The volcano junco is the southernmost member of its genus. It is found intermittently from the eastern part of Costa Rica's Cordillera Central south through the Cordillera de Talamanca to Volcán Barú in far western Panama's Chiriquí Province. It inhabits paramo grasslands, humid montane scrublands, and similar open landscapes such as overgrown pastures. Sources are in general agreement on its elevational range. A twentieth century one states it is 2700 to 3600 m. A 2007 field guide places the species above 2700 m without stating an upper limit. A 2020 publication says the species "primarily occurs above 3000 m" but locally as low as 2600 m where deforestation has opened the landscape. It also notes an isolated population on Cerro Dúrika at about 2100 m.

==Behavior==
===Movement===

The volcano junco is a year-round resident.

===Feeding===

The volcano junco's diet has not been studied in detail but is known to include seeds, fallen berries, insects, and spiders.
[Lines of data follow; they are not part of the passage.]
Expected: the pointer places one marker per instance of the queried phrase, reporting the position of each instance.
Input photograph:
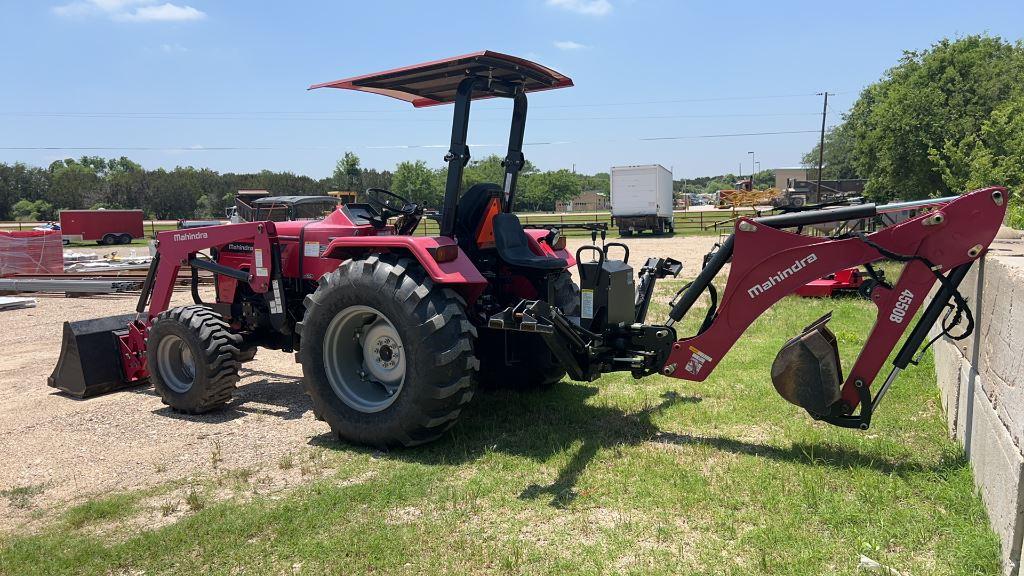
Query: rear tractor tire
(387, 357)
(532, 365)
(194, 359)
It forages on the ground while running and hopping. It seldom flies long distances. It usually forages singly, in pairs, or in small family groups. It is not known to join mixed-species feeding flocks.

===Breeding===

The volcano junco breeds between March and July. Its nest is a cup made from grass with sometimes moss on the outside. It is lined with plant floss and animal hair. Nests have been found on the ground, under rocks, logs, and bushes, and in a cavity in an earthen bank. The clutch is two eggs that are pale blue with sparse brown or lilac dots. The incubation period, time to fledging, and details of parental care are not known.

===Vocalization===

The volcano junco makes "a variety of high, weak utterances". These are described in more detail as ""short, choppy phrases of squeaky, burbling, or buzzy notes: k'cheew, chu k'wee, chip-chip ts'chew tsi'weet, etc.". Its calls include "a high thin, tsee or tsee-tsee; a scolding, clear, or scratchy whew or jeew; a repeated tchup or tchip when excited, and a fast, rhythmical cher-we cher-we cher-we".

==Status==

The IUCN has assessed the volcano junco as being of Least Concern. It has a small range; its estimated population of at least 20,000 mature individuals is believed to be stable. The only identified threat is potential degradation of its habitat as a result of climate change. One source states that the species is "common to frequent" and another says it is "fairly common". "In the short term, human activity probably has little effect on Volcano Junco; it may even benefit, locally, from deforestation that creates more of the open habitats that it occupies."